Putting print security on the C-Level agenda
Data breaches are rarely out of the headlines and compliance pressure, such as the introduction of GDPR, means security remains high on the corporate agenda. Cyber threats and data breaches are no longer the sole domain of the IT department, they must be considered at board level as the repercussions are simply too big to ignore.
Businesses of all sizes are potentially exposed to reputational, legal and financial losses as the result of cyber attacks. The increasing sophistication of attacks and the emergence of insider threats means businesses face a battleground to balance business productivity with the need for privacy and security. One area of the IT environment which is often overlooked is the print infrastructure. The majority of organisations rely on print to support business-critical processes, meaning it can be the gateway to valuable, confidential and sensitive information.
Quocirca’s Print Security Landscape 2019 Report reveals evidence of this tension between productivity and security. It shows that print security is becoming a greater concern to businesses with 59% reporting a print-related data loss in the past year and print-related incidents comprising 11% of security events overall.
To understand how organisations are responding to print-related threats, Quocirca’s print security maturity index assesses an organisation’s print security posture on the basis of their adoption of key elements of print security best practice. The results of the index showed just 27% of organisations could be classed as print security leaders, with 17% laggards and the rest classed as followers. It is therefore imperative that businesses become more print security conscious, particularly as they look to close the paper to digital gap in their business processes. This ultimately requires print security to move higher on the C-level agenda.
Manufacturers respond to security threats
In response, print manufacturers are elevating awareness of print security risks. Today most offer a diverse range of product offerings encompassing built in hardware security, print security solutions and comprehensive security and risk assessments.
HP has cemented its lead as a visionary for print security, driving industry standards and offering one of the most comprehensive hardware, software and services portfolios. Nevertheless, most competitors are hot on their heels in developing their print security propositions. Leading players are moving to a secure-by-design approach, where security is built in from the ground up on new hardware.
What is setting the leaders apart in the market is their investment in security services such as assessments, monitoring and analytics. As the threat landscape becomes more sophisticated, machine intelligence will be key in being able to respond to or predict threats. This will enable an organisation to enhance their print security posture and mitigate potential risks.

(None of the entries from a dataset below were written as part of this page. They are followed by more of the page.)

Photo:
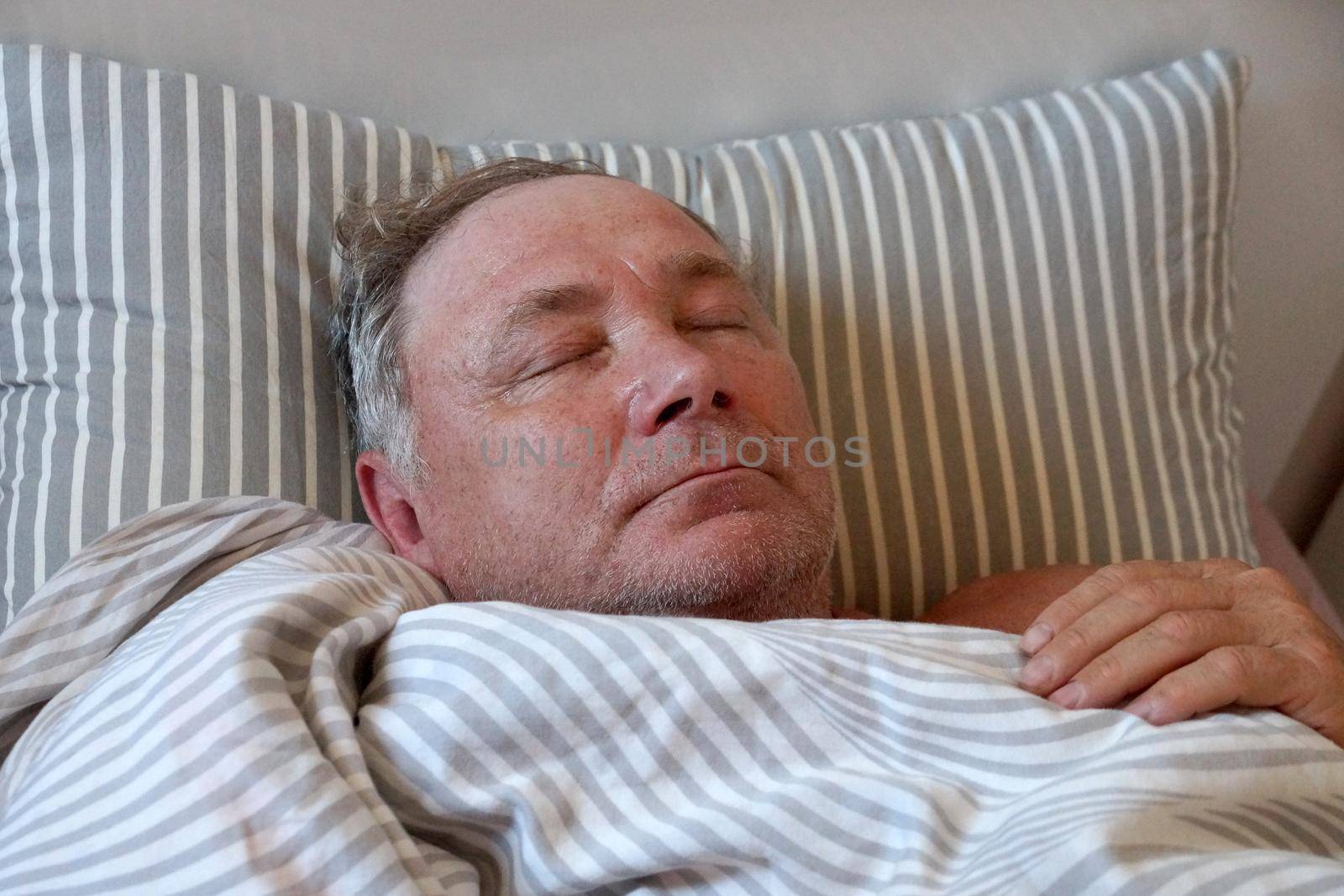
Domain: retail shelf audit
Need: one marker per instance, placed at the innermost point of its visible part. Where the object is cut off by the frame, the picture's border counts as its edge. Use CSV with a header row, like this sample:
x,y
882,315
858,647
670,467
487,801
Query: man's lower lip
x,y
703,477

Our top-level research findings show that businesses in the US and Europe remain reliant on printing, with 87% expecting it will still be important in two years’ time. This dependence creates risk, however, with 66% ranking print in their top 5 risks, second only to cloud-based services at 69%.
Print security spend is on the rise
In response to increasing threats, 77% of businesses are increasing their print security spend. An average of 11% of security budget is currently devoted to printing and we expect the absolute amount spent will increase. There’s good reason to invest in protection as the costs of breach are significant – an average of £313,000 per annum, plus less tangible costs such as lost productivity also a factor.
Knowing where to spend that growing budget is essential. Here we found a perception gap between what are believed to be the highest risks, and the factors that actually cause breaches. While the top perceived security threat is malware (cited by 70% of respondents), the most common cause of breaches is accidental actions of internal users – inadvertent insider threat – involved in 32% of breaches. This misconception could lead to too much weight being given to some threats and not enough to others. Organisations must take a data-driven assessment approach to identifying areas of weakness in processes and technology, before developing policies, procurement strategies and user education programmes to mitigate them.
Managed Print Services have a positive impact
Those who are getting to grips with print security tend to be MPS users. Overall 62% of organisations are using an MPS to gain access to print management and security skills which are often lacking in-house. This figure rises to 76% for print security leaders (as measured by Quocirca’s index) compared with just 44% for the laggards.
When it comes to the key activities that support best practice print security management, overall 70% of organisations have carried out a security assessment, 51% have a formal print security policy, 48% apply regular firmware updates, 40% use pull printing, 37% use secure mobile printing and 36% third-party device testing.
Print industry vendors are responding to the growing demand for robust print security. Our report details the strategy and approach taken by key manufacturers and ISVs to give customers the security, visibility and efficiency that they need from trusted partners. As devices become more powerful and handle more data, manufacturers must embed security that will serve for the lifecycle of the product and integrate with wider IT security tools. In an evolving threat environment this entails automated patching and security updates to future proof these potential network ingress points against attack.
As businesses adjust to the risk of data breaches as a cost of doing business, organisations should take a more robust strategy being developed around identifying, managing and mitigating risks. In today’s ever expanding threat landscape , every organisations must be vigilant and proactive about securing their data. Managing risk begins with understanding the threat environment, assessing risk and defining incident response plans. Ultimately, print security needs to be top of the board agenda. There is no room for complacency, given the far-reaching repercussions – legal, financial and reputational – of print related data losses.